La formación gobernante -que contaba con el respaldo de la UE y Estados Unidos- logró el 49,81 % de los votos, por lo que podrá formar gobierno en solitario, frente al 23,29 % del principal partido opositor, liderado por el empresario ruso-armenio Samvel Karapetián.
Mientras, el bloque Armenia liderado por el expresidente Robert Kocharián sumó un 9,94 % de los sufragios y el minoritario Armenia Próspera de Gaguik Tsarukián, un 4 %, justo el mínimo para acceder al legislativo.
El resultado preliminar se traduciría en 61 escaños para Contrato Civil en una cámara parlamentaria que tiene 100 asientos, por lo que podrá reformar la Constitución, condición indispensable para firmar la ansiada paz con Azerbaiyán, a lo que se opone la oposición cercana a Rusia.
Contrato Civil lideró el escrutinio desde un primer momento, aunque su ventaja se fue reduciendo según avanzaba el recuento. Con todo, Pashinián clamó durante la madrugada victoria sobre lo que llamó el sistema oligárquico del país caucásico.
El líder armenio, quien aseguró que viajará próximamente a Moscú, Bruselas y Washington, subrayó que continuará el rumbo de acercamiento a la Unión Europea (UE), al tiempo que seguirá siendo parte de la Unión Económica Eurasiática (UEE) y desarrollando las relaciones comerciales con Rusia.
Durante los últimos días rechazó una posible expulsión de Armenia de la UEE y también una convocatoria de un referéndum para elegir entre dicho bloque y la UE, aduciendo que esa consulta sólo tendrá lugar cuando el país haya recibido el estatus de país candidato al ingreso.

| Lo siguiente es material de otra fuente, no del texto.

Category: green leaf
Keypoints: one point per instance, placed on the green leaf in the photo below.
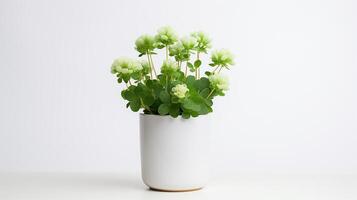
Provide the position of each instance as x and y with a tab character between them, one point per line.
185	115
174	110
148	100
190	105
197	63
205	92
128	95
135	105
120	80
136	75
190	81
126	78
163	109
202	83
208	102
164	96
190	65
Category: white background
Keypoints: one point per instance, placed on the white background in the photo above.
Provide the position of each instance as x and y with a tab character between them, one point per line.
291	106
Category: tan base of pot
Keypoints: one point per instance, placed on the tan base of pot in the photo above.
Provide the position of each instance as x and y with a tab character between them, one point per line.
164	190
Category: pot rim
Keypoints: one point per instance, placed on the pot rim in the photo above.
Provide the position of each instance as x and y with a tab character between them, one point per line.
169	116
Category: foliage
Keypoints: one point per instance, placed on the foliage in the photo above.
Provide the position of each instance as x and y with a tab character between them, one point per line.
175	91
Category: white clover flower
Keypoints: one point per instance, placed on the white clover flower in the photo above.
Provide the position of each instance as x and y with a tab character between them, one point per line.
222	58
165	36
219	82
145	43
169	67
189	42
180	90
125	66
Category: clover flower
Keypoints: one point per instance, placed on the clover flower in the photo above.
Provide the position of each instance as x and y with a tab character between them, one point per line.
165	36
189	42
146	66
222	58
169	66
125	66
180	90
219	82
145	43
203	41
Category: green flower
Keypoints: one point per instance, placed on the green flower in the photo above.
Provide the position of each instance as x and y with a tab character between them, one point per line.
180	90
146	67
189	42
169	66
219	82
144	44
165	36
125	66
176	49
179	52
222	58
203	41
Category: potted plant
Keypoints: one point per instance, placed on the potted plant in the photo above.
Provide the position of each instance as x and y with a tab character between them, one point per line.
175	100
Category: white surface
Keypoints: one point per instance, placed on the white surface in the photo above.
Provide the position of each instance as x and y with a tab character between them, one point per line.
291	107
116	186
175	152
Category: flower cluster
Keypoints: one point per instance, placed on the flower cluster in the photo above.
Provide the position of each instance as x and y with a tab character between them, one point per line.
125	66
174	91
180	90
203	41
169	67
165	36
145	44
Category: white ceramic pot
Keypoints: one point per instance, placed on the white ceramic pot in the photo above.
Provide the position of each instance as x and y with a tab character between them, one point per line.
174	152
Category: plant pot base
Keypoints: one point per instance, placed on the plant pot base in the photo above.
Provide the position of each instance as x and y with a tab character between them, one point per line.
165	190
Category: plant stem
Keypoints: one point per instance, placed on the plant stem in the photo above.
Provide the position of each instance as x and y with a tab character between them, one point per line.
147	53
215	69
186	69
152	63
143	105
167	83
167	53
198	69
210	93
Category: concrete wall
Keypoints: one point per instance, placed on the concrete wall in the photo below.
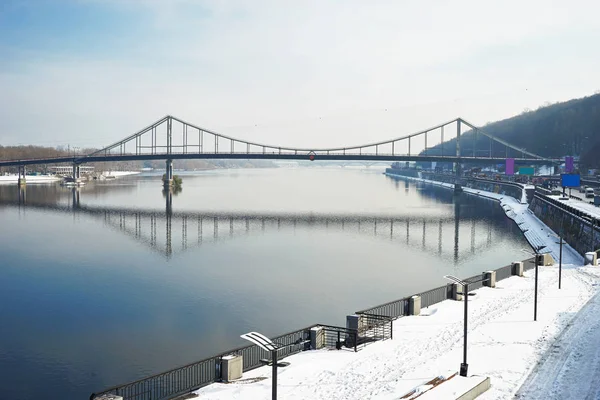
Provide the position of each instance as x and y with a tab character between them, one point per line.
413	173
481	184
577	231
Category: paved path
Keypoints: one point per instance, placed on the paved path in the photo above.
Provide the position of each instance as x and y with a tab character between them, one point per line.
570	369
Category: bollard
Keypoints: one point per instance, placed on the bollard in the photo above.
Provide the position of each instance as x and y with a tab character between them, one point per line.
317	338
591	258
231	367
414	305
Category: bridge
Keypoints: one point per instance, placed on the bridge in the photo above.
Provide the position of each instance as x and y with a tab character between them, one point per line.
168	232
171	138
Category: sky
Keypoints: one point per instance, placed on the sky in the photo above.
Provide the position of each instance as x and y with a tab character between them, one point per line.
306	73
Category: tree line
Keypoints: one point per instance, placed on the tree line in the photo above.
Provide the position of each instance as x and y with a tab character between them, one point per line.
570	128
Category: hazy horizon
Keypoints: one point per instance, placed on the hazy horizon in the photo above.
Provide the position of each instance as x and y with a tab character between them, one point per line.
87	73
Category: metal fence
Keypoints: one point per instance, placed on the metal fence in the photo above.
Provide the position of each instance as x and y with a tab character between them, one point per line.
171	383
393	309
504	272
339	338
434	296
376	325
177	381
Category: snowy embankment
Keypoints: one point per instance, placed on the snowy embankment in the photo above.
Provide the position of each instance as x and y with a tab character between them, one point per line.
504	341
584	206
118	174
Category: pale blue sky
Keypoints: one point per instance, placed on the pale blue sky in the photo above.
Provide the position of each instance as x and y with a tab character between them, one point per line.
310	73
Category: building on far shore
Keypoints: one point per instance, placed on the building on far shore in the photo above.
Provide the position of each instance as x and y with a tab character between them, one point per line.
68	169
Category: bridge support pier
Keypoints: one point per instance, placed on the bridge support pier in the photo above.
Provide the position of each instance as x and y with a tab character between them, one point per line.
21	181
168	179
76	173
458	165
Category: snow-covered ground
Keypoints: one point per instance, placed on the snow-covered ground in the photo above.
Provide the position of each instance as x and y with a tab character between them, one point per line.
584	206
534	230
118	174
504	344
504	341
30	178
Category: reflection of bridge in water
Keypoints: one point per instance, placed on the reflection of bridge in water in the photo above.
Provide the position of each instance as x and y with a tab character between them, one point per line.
169	232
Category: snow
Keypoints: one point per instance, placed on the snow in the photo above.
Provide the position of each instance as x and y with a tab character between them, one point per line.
30	178
585	206
504	343
534	229
118	174
572	367
453	388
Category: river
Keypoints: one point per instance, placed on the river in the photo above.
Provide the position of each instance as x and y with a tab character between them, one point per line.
116	280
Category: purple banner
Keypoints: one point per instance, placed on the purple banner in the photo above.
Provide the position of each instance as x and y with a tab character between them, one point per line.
569	165
510	166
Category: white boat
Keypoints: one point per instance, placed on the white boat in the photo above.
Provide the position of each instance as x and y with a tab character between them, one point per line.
70	182
30	178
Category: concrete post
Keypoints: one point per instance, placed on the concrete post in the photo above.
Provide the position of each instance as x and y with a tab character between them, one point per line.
231	367
353	322
591	258
317	338
491	279
456	289
414	305
517	268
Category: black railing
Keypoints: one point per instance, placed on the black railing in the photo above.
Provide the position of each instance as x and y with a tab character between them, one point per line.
504	272
434	296
193	376
170	383
375	327
376	324
339	338
392	309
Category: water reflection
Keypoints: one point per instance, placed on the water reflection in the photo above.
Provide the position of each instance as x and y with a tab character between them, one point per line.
124	281
170	232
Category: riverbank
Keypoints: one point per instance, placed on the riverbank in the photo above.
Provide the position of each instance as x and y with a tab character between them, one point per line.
504	341
534	230
504	344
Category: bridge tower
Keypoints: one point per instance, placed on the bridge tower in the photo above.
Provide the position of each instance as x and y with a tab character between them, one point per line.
21	179
168	180
76	173
457	164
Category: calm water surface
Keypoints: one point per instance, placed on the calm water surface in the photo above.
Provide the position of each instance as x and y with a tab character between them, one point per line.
115	281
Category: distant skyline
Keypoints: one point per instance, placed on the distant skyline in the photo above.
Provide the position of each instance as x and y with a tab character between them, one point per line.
86	73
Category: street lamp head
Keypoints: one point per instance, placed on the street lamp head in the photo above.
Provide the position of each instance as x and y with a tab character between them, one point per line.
454	279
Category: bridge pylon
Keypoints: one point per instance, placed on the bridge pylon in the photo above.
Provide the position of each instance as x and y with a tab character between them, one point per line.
21	181
168	179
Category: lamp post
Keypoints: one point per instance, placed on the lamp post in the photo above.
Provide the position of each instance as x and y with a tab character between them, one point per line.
465	284
267	344
537	255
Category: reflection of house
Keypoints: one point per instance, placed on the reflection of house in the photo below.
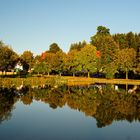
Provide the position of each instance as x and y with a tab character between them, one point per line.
19	66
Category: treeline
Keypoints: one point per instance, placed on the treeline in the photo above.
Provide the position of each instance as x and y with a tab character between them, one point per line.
107	54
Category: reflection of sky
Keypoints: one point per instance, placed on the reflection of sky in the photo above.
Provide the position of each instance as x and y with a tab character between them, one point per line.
40	122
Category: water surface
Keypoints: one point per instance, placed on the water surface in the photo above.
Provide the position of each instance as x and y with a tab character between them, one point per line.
70	113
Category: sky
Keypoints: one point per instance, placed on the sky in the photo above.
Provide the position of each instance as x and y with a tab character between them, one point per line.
35	24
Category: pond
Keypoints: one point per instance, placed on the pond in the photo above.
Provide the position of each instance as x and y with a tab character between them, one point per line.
97	112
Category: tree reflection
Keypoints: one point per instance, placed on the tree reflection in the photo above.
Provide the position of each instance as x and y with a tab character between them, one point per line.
7	100
101	102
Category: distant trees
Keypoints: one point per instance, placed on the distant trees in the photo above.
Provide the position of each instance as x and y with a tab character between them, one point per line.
106	53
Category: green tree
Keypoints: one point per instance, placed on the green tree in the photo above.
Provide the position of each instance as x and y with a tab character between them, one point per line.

Mientras, las autoridades detuvieron a candidatos opositores por la supuesta implicación en la compra de votos, Armenia Fuerte denunció presiones y acusó a Contrato Civil de emplear el recurso administrativo para ganar los comicios.
La UE y Estados Unidos apoyaban abiertamente la reelección de Pashinián, mientras el Kremlin aprobó numerosas sanciones en las últimas semanas contra la producción agrícola armenia por su acercamiento a Bruselas.